Appeals from the United States District Court for the Northern District of Illinois, Eastern Division. No. 96 C 3992, Charles P. Kocoras, Judge.

Before Hon. FRANK H. EASTERBROOK, Hon. KENNETH F. RIPPLE, Hon. DIANE P. WOOD, Circuit Judges.


Order

Steve Harvey commenced this collateral attack under 28 U.S.C. § 2254 to obtain relief from his 30-year sentences for armed robbery and aggravated battery. The district court denied his petition and declined to issue a certificate of appealability. We now issue such a certificate, limited to the question whether Harvey received ineffective assistance of counsel (his other contentions do not meet the statutory standard of a "substantial" constitutional claim, 28 U.S.C. § 2253(c) (2)), and summarily reverse the district court's decision.

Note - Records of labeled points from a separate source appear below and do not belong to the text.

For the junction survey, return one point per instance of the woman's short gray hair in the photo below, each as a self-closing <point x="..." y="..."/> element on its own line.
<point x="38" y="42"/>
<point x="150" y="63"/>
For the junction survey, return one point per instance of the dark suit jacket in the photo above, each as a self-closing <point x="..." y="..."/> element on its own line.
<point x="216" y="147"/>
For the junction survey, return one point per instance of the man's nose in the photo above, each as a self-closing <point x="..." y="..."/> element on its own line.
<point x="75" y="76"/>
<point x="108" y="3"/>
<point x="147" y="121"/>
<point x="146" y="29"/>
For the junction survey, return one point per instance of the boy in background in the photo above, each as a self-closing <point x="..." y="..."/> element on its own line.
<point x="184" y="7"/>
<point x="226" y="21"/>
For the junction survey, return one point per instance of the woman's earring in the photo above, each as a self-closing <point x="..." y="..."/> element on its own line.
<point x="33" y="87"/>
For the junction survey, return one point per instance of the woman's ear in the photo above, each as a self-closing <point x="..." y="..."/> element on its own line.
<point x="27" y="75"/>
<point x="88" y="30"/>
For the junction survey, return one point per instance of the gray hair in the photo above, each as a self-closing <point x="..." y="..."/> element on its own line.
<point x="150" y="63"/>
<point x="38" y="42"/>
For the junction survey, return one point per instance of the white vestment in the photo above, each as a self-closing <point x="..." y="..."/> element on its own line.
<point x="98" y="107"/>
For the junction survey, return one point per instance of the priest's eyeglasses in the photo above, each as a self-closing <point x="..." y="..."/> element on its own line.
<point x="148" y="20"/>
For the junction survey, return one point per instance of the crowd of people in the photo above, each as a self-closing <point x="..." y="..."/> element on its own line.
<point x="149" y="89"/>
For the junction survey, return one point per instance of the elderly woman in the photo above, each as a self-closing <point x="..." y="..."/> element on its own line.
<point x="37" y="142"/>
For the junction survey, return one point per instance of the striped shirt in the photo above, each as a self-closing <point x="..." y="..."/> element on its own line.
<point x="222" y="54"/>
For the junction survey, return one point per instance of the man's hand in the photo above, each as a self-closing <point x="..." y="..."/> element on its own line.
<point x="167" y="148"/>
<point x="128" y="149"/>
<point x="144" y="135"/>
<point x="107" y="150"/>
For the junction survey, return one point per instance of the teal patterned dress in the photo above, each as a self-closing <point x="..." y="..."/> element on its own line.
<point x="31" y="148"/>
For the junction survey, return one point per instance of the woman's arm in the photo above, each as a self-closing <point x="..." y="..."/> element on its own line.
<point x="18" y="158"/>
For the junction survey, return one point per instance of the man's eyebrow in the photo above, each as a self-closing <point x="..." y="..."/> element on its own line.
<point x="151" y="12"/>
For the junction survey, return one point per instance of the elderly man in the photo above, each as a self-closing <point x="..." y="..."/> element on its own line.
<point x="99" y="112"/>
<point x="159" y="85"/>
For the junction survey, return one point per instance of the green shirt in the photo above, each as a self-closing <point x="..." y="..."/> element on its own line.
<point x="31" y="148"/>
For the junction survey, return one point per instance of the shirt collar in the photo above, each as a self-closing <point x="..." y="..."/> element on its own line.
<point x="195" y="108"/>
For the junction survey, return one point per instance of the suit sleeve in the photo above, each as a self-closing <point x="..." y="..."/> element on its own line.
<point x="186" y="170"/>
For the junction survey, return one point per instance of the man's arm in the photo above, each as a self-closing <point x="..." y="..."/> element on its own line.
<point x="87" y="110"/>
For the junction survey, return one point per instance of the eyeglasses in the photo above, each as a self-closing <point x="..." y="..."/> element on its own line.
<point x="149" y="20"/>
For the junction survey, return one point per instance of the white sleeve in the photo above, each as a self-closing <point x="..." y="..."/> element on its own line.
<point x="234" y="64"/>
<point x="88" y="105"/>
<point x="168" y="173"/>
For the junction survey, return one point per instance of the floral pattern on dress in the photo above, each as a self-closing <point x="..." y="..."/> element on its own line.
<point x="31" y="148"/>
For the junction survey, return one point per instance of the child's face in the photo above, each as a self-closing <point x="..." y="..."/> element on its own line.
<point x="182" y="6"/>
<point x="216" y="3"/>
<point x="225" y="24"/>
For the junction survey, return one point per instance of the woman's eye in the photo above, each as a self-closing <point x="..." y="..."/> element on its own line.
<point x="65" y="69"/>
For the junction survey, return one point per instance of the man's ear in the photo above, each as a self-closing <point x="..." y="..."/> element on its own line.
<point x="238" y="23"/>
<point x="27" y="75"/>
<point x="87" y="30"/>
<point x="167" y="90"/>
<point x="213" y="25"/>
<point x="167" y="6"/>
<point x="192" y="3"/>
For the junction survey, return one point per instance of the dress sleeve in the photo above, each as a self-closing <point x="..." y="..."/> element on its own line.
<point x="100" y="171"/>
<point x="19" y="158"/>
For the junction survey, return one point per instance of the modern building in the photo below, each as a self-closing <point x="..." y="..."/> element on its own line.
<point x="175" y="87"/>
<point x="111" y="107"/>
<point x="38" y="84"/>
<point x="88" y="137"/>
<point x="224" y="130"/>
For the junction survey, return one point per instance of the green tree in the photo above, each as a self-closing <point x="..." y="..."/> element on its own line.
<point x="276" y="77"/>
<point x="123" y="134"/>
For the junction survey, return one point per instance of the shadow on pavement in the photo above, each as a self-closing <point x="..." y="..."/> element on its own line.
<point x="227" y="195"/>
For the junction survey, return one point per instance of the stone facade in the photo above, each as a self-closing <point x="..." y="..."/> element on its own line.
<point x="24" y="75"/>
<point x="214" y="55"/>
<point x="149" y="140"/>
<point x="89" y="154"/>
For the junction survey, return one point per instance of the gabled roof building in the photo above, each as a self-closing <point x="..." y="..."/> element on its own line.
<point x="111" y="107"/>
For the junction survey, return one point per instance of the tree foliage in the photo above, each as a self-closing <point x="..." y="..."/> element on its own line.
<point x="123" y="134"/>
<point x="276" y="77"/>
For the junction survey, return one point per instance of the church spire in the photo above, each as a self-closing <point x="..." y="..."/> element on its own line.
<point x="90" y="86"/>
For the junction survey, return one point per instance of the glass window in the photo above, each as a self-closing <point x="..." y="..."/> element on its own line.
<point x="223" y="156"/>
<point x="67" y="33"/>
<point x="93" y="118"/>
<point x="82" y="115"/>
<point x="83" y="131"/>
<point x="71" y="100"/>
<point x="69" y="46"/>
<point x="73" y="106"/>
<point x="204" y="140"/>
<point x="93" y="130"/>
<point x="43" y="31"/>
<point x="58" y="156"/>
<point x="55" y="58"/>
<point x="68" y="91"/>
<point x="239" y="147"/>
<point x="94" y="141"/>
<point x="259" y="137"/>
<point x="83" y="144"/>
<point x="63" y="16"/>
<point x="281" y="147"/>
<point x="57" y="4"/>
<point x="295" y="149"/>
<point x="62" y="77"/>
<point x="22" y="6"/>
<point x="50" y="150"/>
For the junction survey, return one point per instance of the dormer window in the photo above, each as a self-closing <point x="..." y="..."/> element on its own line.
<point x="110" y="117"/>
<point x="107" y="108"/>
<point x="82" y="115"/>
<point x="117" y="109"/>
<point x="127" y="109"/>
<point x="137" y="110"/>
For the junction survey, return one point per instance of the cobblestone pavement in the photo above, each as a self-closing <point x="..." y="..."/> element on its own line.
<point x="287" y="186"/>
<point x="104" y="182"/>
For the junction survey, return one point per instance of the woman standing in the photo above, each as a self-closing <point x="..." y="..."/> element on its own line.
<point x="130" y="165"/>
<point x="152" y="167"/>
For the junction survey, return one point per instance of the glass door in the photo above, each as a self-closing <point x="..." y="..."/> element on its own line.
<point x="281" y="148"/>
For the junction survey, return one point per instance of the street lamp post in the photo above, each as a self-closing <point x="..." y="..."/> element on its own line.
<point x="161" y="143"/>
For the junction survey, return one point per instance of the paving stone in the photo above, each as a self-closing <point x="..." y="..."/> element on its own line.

The district court did not reach the merits of Harvey's ineffective-assistance claim, concluding that it had been forfeited not only because it was not presented on direct appeal in state court, but also because Harvey did not perfect an appeal from the order denying his state petition for collateral relief. This disposition entails multiple difficulties, first among them the fact that we do not know whether the state court to which Harvey presented his collateral attack resolved the challenge on the merits or by deeming the claim forfeited. Illinois did not supply the district judge with the state court's decision, and the district judge wrote that Harvey's petition "was apparently denied on March 6, 1996." Without having seen a copy of the state judge's order, neither the district judge nor this court can know whether the last state court to review the case has invoked a rule of forfeiture. If it has not done so, then the federal court must resolve the claim on the merits (subject to the limitations in 28 U.S.C. § 2254(d)). Ylst v. Nunnemaker, 501 U.S. 797, 111 S. Ct. 2590, 115 L. Ed. 2d 706 (1991); Harris v. Reed, 489 U.S. 255, 109 S. Ct. 1038, 103 L. Ed. 2d 308 (1989). The district court observed that if a prisoner who has never presented his constitutional claim to state court files a petition under § 2254, the federal court may apply the state's ordinary rules of forfeiture; otherwise the most complete forfeiture would entitle the petitioner to a decision on the merits. But this principle is inapplicable here, for Harvey did present his ineffective-assistance claim to the state court on collateral review. It is therefore necessary to know whether he lost on forfeiture grounds. Illinois does not require a defendant to make an ineffective-assistance argument on direct appeal if he is still represented by his trial lawyer, or if he needs to supplement the record in order to make a convincing claim. See People v. Erickson, 161 Ill. 2d 82, 87-88, 204 Ill.Dec. 231, 641 N.E.2d 455 (1994); cf. Guinan v. United States, 6 F.3d 468 (7th Cir. 1993) (same approach in this circuit). We do not know whether Harvey had new counsel on direct appeal or whether enlargement of the record is essential; resolution of these questions in Harvey's favor could have led the state court to reach the merits of the ineffective-assistance claim on collateral attack.

The district judge gave an alternative ground of decision: that Harvey's failure to take his collateral attack all the way to the Supreme Court of Illinois forfeited his claim as a matter of federal law. The cases on which the district judge relied for this alternative holding were overruled by Hogan v. McBride, 74 F.3d 144 (7th Cir. 1996), a decision the judge did not mention. Hogan reiterates the Supreme Court's conclusion that forfeiture in § 2254 cases is entirely a question of state law. It may be that Illinois would treat failure to appeal from a trial court's denial of collateral relief as a forfeiture, but this question should be addressed on remand with a recognition that principles of state law determine the nature and extent of forfeiture.

The judgment of the district court is vacated, and the case is remanded for further proceedings, consistent with this order, limited to the ineffective-assistance claim.